Most of us have popped open a bottle of bubbly to celebrate a special occasion. And we've always been told the best sparkling wine is champagne from France. But the times, and the climates, are changing.
The Brits have historically knocked back more champagne than any other nation bar France itself. But this year, for the first time, less prestigious but more affordable sparkling wine is expected to beat champagne sales here. And English sparkling wine in particular is rapidly becoming a main player.
To wealthy bankers, it's long been a symbol of luxury and exclusivity. But to connoisseurs, it's the drink's Frenchness that bubbles to the surface first. Champagne is, after all, a region in France until you recreate that region in England, which is exactly what English wine-maker Christian Seeley has done, in spirit at least, on the rolling fields of Hampshire, an hour west of London. Seeley says, "This little piece where we are, this little valley, has a soil profile that is almost identical to what exists in Champagne, that's to say chalk and a bit of clay."

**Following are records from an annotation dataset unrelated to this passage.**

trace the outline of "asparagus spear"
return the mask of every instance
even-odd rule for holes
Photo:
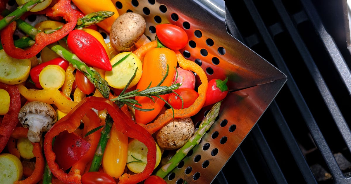
[[[98,143],[98,147],[93,158],[89,172],[97,171],[99,170],[102,159],[104,152],[107,143],[107,140],[110,137],[110,131],[113,123],[113,120],[111,116],[107,114],[105,119],[105,126],[101,131],[101,136],[100,137],[100,139]]]
[[[31,0],[18,7],[16,10],[6,15],[4,19],[0,20],[0,30],[18,19],[26,12],[33,9],[37,4],[41,2],[44,0]],[[5,16],[4,15],[3,15]]]
[[[156,175],[162,178],[165,177],[179,164],[189,151],[197,144],[211,126],[214,122],[214,120],[218,116],[221,101],[217,102],[210,110],[205,119],[200,124],[199,129],[194,135],[189,139],[185,144],[178,150],[176,154],[167,163],[162,166],[156,173]]]
[[[114,12],[110,11],[99,11],[87,14],[78,19],[76,27],[81,29],[98,23],[114,14]]]

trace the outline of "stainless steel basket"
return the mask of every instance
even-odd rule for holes
[[[146,21],[145,34],[155,39],[155,26],[183,28],[188,44],[181,51],[201,66],[209,80],[228,76],[231,92],[218,120],[201,142],[165,179],[169,183],[210,183],[233,155],[284,85],[286,76],[229,34],[224,1],[112,0],[120,14],[133,12]],[[194,118],[199,121],[207,109]]]

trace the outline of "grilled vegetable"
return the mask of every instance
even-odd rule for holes
[[[110,32],[111,43],[118,52],[129,51],[143,36],[146,23],[143,16],[132,12],[120,15]]]

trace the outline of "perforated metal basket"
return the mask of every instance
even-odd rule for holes
[[[191,155],[165,178],[170,183],[211,183],[284,85],[286,76],[228,34],[223,0],[112,1],[120,14],[142,15],[145,34],[152,40],[157,24],[183,28],[189,40],[181,50],[184,56],[200,65],[209,80],[229,77],[231,92],[218,121]],[[207,110],[193,117],[196,121],[201,121]]]

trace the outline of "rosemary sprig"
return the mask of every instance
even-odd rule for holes
[[[176,94],[177,96],[180,97],[180,96],[179,96],[179,95],[177,94],[174,91],[174,90],[177,89],[179,88],[179,87],[181,85],[181,84],[180,83],[174,83],[169,86],[161,86],[161,85],[163,83],[163,82],[166,79],[166,77],[167,77],[167,76],[168,75],[168,71],[169,69],[168,67],[168,66],[167,64],[166,74],[165,74],[165,75],[163,76],[163,77],[162,79],[156,86],[150,87],[151,85],[151,83],[150,82],[147,88],[146,88],[146,89],[144,90],[139,91],[139,89],[137,89],[129,92],[125,93],[126,90],[127,89],[128,89],[128,87],[129,87],[130,83],[135,77],[135,75],[137,73],[137,71],[138,70],[138,68],[137,68],[134,72],[134,74],[133,75],[133,76],[132,76],[132,77],[131,78],[129,81],[127,83],[127,85],[126,86],[122,92],[121,92],[120,94],[117,97],[114,98],[112,98],[111,99],[111,100],[114,101],[115,103],[117,104],[120,108],[122,107],[125,104],[130,107],[131,107],[134,108],[135,109],[140,110],[141,111],[150,111],[153,110],[154,109],[142,109],[137,107],[136,107],[135,105],[137,105],[140,106],[142,105],[141,104],[138,103],[138,101],[137,100],[133,99],[131,99],[131,98],[135,96],[146,96],[151,99],[153,102],[155,102],[155,100],[154,97],[156,97],[160,98],[164,102],[165,102],[167,104],[167,105],[171,107],[171,108],[172,109],[172,111],[173,112],[173,115],[174,116],[174,109],[173,108],[173,107],[172,107],[172,106],[166,100],[163,98],[161,97],[161,96],[160,96],[160,95],[165,95],[166,94],[169,94],[171,93],[174,93]],[[176,70],[177,70],[176,69]],[[183,104],[184,103],[183,100],[181,99],[181,98],[180,98],[180,99],[181,100],[182,103]]]

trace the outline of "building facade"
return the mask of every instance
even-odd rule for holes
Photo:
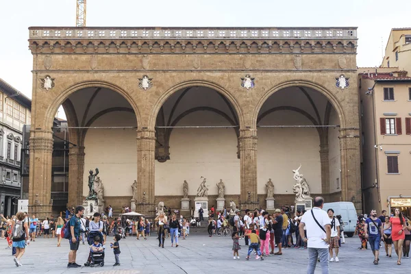
[[[411,28],[393,29],[381,66],[411,71]]]
[[[0,203],[2,214],[17,211],[21,197],[23,129],[31,123],[32,101],[0,79]]]
[[[29,209],[51,211],[62,105],[70,206],[95,168],[113,208],[134,196],[140,212],[179,209],[184,180],[193,206],[201,177],[210,206],[220,179],[227,206],[265,207],[269,179],[276,205],[292,205],[301,164],[312,196],[360,210],[356,47],[349,27],[30,27]]]
[[[360,68],[365,212],[411,213],[411,77],[399,68]]]

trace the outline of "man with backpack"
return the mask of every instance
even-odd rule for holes
[[[70,219],[70,221],[64,227],[64,238],[68,234],[70,241],[70,253],[68,253],[68,264],[67,267],[77,268],[81,265],[76,264],[75,258],[79,245],[82,240],[80,235],[82,231],[81,217],[84,212],[84,208],[81,206],[75,208],[75,214]]]

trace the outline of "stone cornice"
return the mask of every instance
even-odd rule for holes
[[[356,52],[356,27],[32,27],[33,53]]]

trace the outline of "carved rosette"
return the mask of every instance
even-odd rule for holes
[[[53,152],[53,138],[44,137],[30,138],[30,152]]]

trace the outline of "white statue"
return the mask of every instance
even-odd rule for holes
[[[266,188],[267,190],[267,198],[273,198],[274,197],[274,184],[273,184],[271,179],[269,179],[269,182],[266,184]]]
[[[231,201],[229,202],[229,207],[231,208],[231,209],[229,210],[229,214],[235,214],[237,213],[237,206],[236,205],[236,203],[234,203],[234,201]]]
[[[224,198],[225,186],[222,179],[220,179],[220,182],[217,184],[217,188],[219,188],[219,198]]]
[[[50,76],[46,76],[45,78],[43,88],[45,88],[47,90],[53,88],[53,80]]]
[[[299,171],[301,165],[296,170],[292,170],[294,173],[294,179],[296,181],[295,184],[292,186],[292,191],[295,193],[295,201],[302,201],[306,199],[310,198],[310,188],[308,184],[302,174],[300,174]]]
[[[188,199],[188,183],[186,180],[183,183],[183,199]]]
[[[94,187],[95,191],[97,196],[97,202],[102,201],[104,196],[104,186],[103,186],[103,182],[99,176],[96,176],[96,178],[95,179]]]
[[[157,208],[157,214],[164,214],[164,202],[160,201],[158,203],[158,207]]]
[[[132,189],[133,190],[133,200],[137,200],[137,181],[134,180],[134,182],[132,185]]]
[[[197,188],[197,197],[207,197],[208,196],[208,188],[207,186],[206,186],[206,179],[204,178],[203,182],[200,183],[200,186]]]

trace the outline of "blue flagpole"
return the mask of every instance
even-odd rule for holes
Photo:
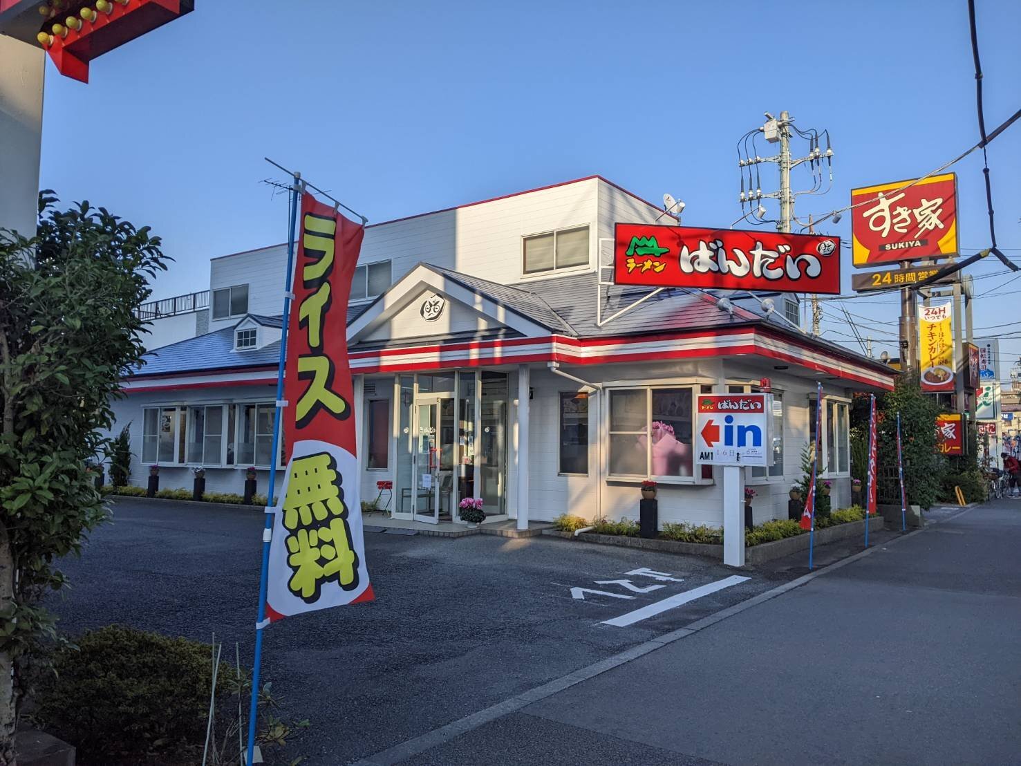
[[[812,558],[816,548],[816,509],[819,507],[819,492],[816,487],[816,472],[819,469],[819,421],[823,411],[823,384],[816,383],[816,441],[812,454],[812,516],[809,528],[809,571],[812,571]]]
[[[284,398],[284,362],[287,360],[287,323],[291,313],[291,278],[294,273],[295,225],[298,220],[298,197],[301,196],[301,174],[294,174],[291,187],[290,221],[287,230],[287,276],[284,280],[284,316],[280,332],[280,362],[277,365],[277,401],[273,417],[273,441],[270,447],[270,488],[266,502],[274,506],[273,495],[277,484],[277,470],[273,466],[280,457],[280,421]],[[266,510],[265,527],[262,529],[262,569],[258,582],[258,622],[255,623],[255,658],[252,662],[252,699],[248,707],[248,754],[245,764],[250,765],[255,752],[255,717],[258,712],[259,665],[262,661],[262,629],[266,626],[265,591],[270,579],[270,540],[273,534],[274,514]]]
[[[876,419],[876,395],[871,394],[869,399],[869,458],[865,461],[865,472],[868,477],[865,481],[865,547],[869,546],[869,506],[872,504],[872,449],[875,435],[872,424]]]
[[[904,450],[901,446],[901,411],[896,414],[896,468],[897,475],[901,477],[901,531],[908,531],[908,500],[904,493]]]

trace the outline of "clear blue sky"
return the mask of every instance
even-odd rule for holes
[[[736,141],[766,110],[833,137],[833,190],[801,197],[799,217],[977,141],[965,0],[196,5],[94,62],[88,86],[47,64],[42,185],[161,235],[176,262],[156,297],[204,288],[212,256],[283,241],[263,155],[373,222],[598,173],[684,199],[686,224],[726,226],[741,213]],[[1021,3],[977,5],[991,130],[1021,106]],[[1021,124],[989,161],[1000,244],[1021,261]],[[954,169],[965,252],[988,244],[980,169],[978,153]],[[829,231],[849,238],[848,219]],[[1017,322],[1008,279],[976,282],[998,293],[975,301],[976,326]],[[893,295],[843,303],[895,322]],[[824,334],[854,345],[836,305]],[[1021,340],[1001,350],[1009,367]]]

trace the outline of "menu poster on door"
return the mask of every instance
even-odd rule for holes
[[[347,358],[347,302],[363,236],[362,226],[302,195],[285,401],[278,402],[290,459],[272,509],[271,620],[374,597]]]

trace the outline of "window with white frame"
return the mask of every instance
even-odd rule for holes
[[[239,351],[254,348],[257,341],[258,330],[254,327],[248,330],[238,330],[234,333],[234,347]]]
[[[212,291],[212,318],[229,319],[248,314],[248,285],[234,285]]]
[[[691,478],[693,386],[610,389],[610,477]]]
[[[850,473],[849,405],[846,401],[823,397],[823,422],[819,428],[819,470],[823,476]],[[816,398],[809,399],[809,439],[816,434]]]
[[[220,466],[224,462],[224,405],[188,409],[187,462]]]
[[[159,406],[142,411],[142,462],[167,465],[185,462],[186,408]]]
[[[370,399],[366,415],[366,468],[382,470],[390,462],[390,399]]]
[[[588,393],[561,392],[562,474],[588,474]]]
[[[273,403],[238,404],[238,463],[269,468],[273,454]]]
[[[390,287],[391,266],[389,260],[377,260],[355,267],[351,279],[351,300],[363,300],[382,295]]]
[[[588,266],[588,227],[562,229],[524,238],[526,275]]]

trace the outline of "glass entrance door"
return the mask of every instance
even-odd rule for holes
[[[416,521],[440,520],[439,399],[420,399],[415,406],[411,504]]]

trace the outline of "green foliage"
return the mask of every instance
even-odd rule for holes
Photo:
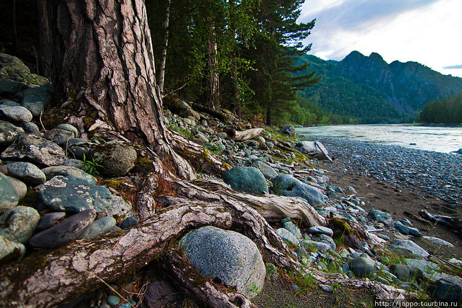
[[[89,175],[96,174],[99,175],[100,172],[97,169],[98,168],[102,168],[103,166],[100,165],[98,163],[98,159],[95,159],[94,157],[91,158],[91,160],[87,160],[85,158],[85,155],[84,154],[84,171]]]
[[[442,102],[429,102],[419,113],[419,121],[426,123],[462,123],[462,91]]]

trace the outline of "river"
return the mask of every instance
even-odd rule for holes
[[[368,124],[303,127],[295,131],[298,134],[346,138],[442,153],[462,148],[462,127]]]

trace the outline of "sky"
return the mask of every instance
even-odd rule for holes
[[[375,52],[462,77],[461,13],[462,0],[306,0],[298,20],[316,18],[304,43],[322,59]]]

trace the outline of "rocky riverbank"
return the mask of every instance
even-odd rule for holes
[[[52,88],[40,83],[46,82],[43,79],[35,79],[40,84],[28,79],[30,72],[17,59],[0,55],[2,61],[2,75],[8,78],[0,82],[0,303],[8,305],[14,303],[7,296],[16,292],[9,282],[23,277],[30,267],[47,264],[55,257],[54,253],[66,253],[82,243],[73,258],[58,257],[47,265],[63,271],[47,270],[47,275],[60,281],[67,275],[64,280],[70,284],[73,274],[88,272],[85,264],[97,264],[92,270],[102,275],[114,260],[126,262],[138,247],[161,241],[170,221],[152,234],[149,228],[169,210],[175,212],[162,208],[159,200],[163,196],[176,197],[172,187],[178,183],[169,182],[166,174],[156,175],[145,147],[115,132],[94,133],[90,138],[49,118],[45,123],[48,129],[40,129],[37,111],[46,108]],[[291,273],[270,262],[264,264],[265,242],[257,246],[242,233],[205,226],[172,240],[204,276],[235,287],[249,298],[259,293],[253,300],[260,307],[285,305],[280,297],[274,299],[275,290],[294,298],[304,296],[306,300],[296,301],[299,306],[325,304],[310,297],[313,292],[332,299],[329,303],[334,305],[338,296],[348,298],[351,303],[345,306],[373,305],[374,300],[385,296],[460,297],[460,236],[446,226],[415,218],[419,202],[429,210],[434,210],[435,206],[457,206],[459,159],[435,155],[432,157],[437,159],[429,161],[431,155],[426,152],[325,139],[322,141],[336,159],[324,163],[314,158],[328,157],[322,145],[295,137],[293,127],[252,129],[251,123],[245,123],[249,130],[237,131],[233,128],[240,121],[229,112],[209,114],[181,100],[166,105],[165,122],[170,129],[203,146],[202,159],[210,160],[213,154],[228,169],[222,176],[207,175],[199,165],[197,179],[177,187],[187,196],[202,194],[213,200],[199,215],[201,223],[206,225],[202,222],[210,217],[225,220],[230,216],[223,214],[219,200],[235,203],[242,216],[233,223],[247,221],[256,228],[266,228],[265,238],[270,239],[265,240],[280,243],[284,252],[277,253],[285,254],[284,258],[297,264]],[[399,176],[408,180],[401,183]],[[449,184],[444,183],[452,184],[445,187]],[[420,186],[430,187],[435,194],[448,192],[449,196],[445,200],[432,199],[429,204],[433,197],[421,192]],[[152,189],[142,191],[146,187]],[[146,216],[136,207],[143,198],[151,206]],[[182,218],[188,221],[192,213],[188,211],[198,210],[200,204],[187,201]],[[210,214],[215,208],[215,214]],[[405,217],[403,210],[414,217]],[[252,221],[254,216],[257,219]],[[228,222],[227,227],[231,224]],[[190,230],[182,229],[183,234]],[[95,243],[105,248],[91,250]],[[85,249],[89,256],[81,251]],[[149,255],[153,250],[143,252]],[[110,257],[99,258],[100,254]],[[68,266],[60,267],[65,262]],[[190,266],[183,262],[182,270]],[[159,274],[156,263],[146,262],[137,267],[141,269],[136,275],[117,281],[109,277],[110,286],[86,289],[75,301],[62,306],[184,305],[188,296],[177,296]],[[45,302],[40,301],[50,295],[37,288],[49,282],[39,281],[46,276],[38,271],[40,275],[28,280],[29,288],[23,293],[32,293],[34,300]],[[36,287],[32,286],[37,281]],[[367,291],[359,297],[345,295],[358,288]],[[58,293],[60,290],[65,291],[58,289]]]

Seely co-owns one of the roughly 400 vineyards in England that produce sparkling wine, along with the usual red and white. It's a growing industry but with annual sales of around $40 million, it's still dwarfed by the approximately $5.5 billion champagne makes each year.
And in a country more famous for its pints of ale and strong cider, success has depended on more than canny marketing and good soil. Seely says, "Well, it's definitely got warmer on average. People say we have a climate today in this part of the world that is very similar to what they had in Champagne in the 1960s, and they were making great Champagne in the 1960s."
The wine-making methods, however, are most definitely 2012. Nick Coates, Seely's partner in wine, says the old ways might impress the tourists but are rarely used now. He says, "Realistically the vast majority of champagne production now uses this modern machinery."
Like giant concrete eggs, which keep the wine at a constant temperature or these so-called giropalettes. Coates describes what they are for, "They are for riddling, which means, in the old days, when you had a bottle of champagne on its side with the sediment on the bottom, a little man would come along and he would turn a quarter of a bottle a day, and it would take him about four months to keep turning the bottle until the sediment was in the neck of the bottle."
Things are a bit quicker at Coates and Seely, who launched their first bottle last year and are confident English sparkling wine will continue to grow in popularity. Coates says, "I think we're at the beginning of what is a high growth phase. I personally have no doubt, and I think Christian probably shares it, that in 10-15 years from now, this part of England, particularly on the chalk soils will have a great deal of vineyards on it."
Just don't say they're trying to imitate champagne. After all, the whole point is that this is fusion wine-making: French technology with English fruit. Seely says, "What we're trying to do here is make world-class sparkling wine that is an expression of English wine and has an English personality."
And with Englishmen as determined as that the French had better watch out.
It's clear that the guys at this vineyard here are not interested in imitating champagne, which is just as well because, legally, only sparkling wine produced in the champagne region of France can be labeled "champagne."